Adapun cara yang digunakan oleh para murid dari WaliSongo dalam menyebarkan agama Islam adalah sama dengan para guru mereka. Nilai-nilai Islam ditanamkan dalam budaya masyarakat yang sudah mengakar kuat. Tentu dengan berpegang teguh terhadap prinsip dasar agama Islam. Dengan demikian pengamalan atau ekspresi dari ajaran Islam sangat beragam di Nusantara. Cara tersebut kemudia diteruskan oleh para Kiai, Ajengan, Tuan Guru, dll dalam berdakwah di Indonesia.

Hingga saat ini para Kiai tetap memegang teguh ajaran Islam dan memadukannya dengan budaya bangsa Indonesia yang beragam. Inilah yang kemudian menyebabkan munculnya istilah Islam Nusantara. Islam yang diamalkan atau diekspresikan dengan budaya Nusantara. Budaya yang memiliki nilai-nilai luhur. Islam Nusantara merupakan sebuah sebutan bagi Islam yang memiliki rasa dan warna Nusantara. Islam yang disifati dengan kearifan budaya Nusantara.

Disini kata Islam sebagai subjek utama, sedangkan Nusantara sebagai kata yang mensifati Islam, 'pakaian pembungkus' Islam. Jadi ajaran Islam tetap murni sebagaimana yang disampaikan oleh Rasulullah, esesnsinya tetap, sedangkan cara pengamalannya yang diluarbibadah mahdhah menggunakan rasa budaya Nusantara.
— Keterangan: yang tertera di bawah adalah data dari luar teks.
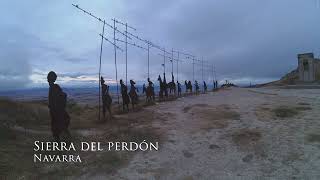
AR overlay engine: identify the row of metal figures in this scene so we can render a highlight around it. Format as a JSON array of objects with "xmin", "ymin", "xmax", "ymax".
[
  {"xmin": 100, "ymin": 73, "xmax": 218, "ymax": 117},
  {"xmin": 47, "ymin": 71, "xmax": 218, "ymax": 141}
]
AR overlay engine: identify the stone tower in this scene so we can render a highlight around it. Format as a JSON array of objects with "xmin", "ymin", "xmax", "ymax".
[{"xmin": 298, "ymin": 53, "xmax": 316, "ymax": 82}]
Salah paham terhadap konsep Islam Nusantara berawal dari asumsi bahwa Islam Nusantara merupakan aliran baru yang mencampurkan Islam dengan budaya Nusantara. Secara eksplisit memang benar, tapi yang dipadukan adalah sebagian besar pelaksanaan ibadah ghairu mahdhah. Memang ada ibadah mahdhah yang dicampur dengan budaya Nusantara, misalnya shalat dengan mengenakan blangkon, iket, dll. Yang menjadi esensi adalah menutup aurat, bukan model pakaiannya. Jadi Islam Nusantara tetap memegang teguh esensi ajaran Islam yang dibawa oleh Rasulullah SAW. Dengan mengangkat kembali budaya Nusantara yang luhur, semoga peradaban bangsa Nusantara semakin berjaya dan kembali menjadi mercusuar dunia, bersanding dengan spirit Islam, kasih sayang bagi seluruh alam.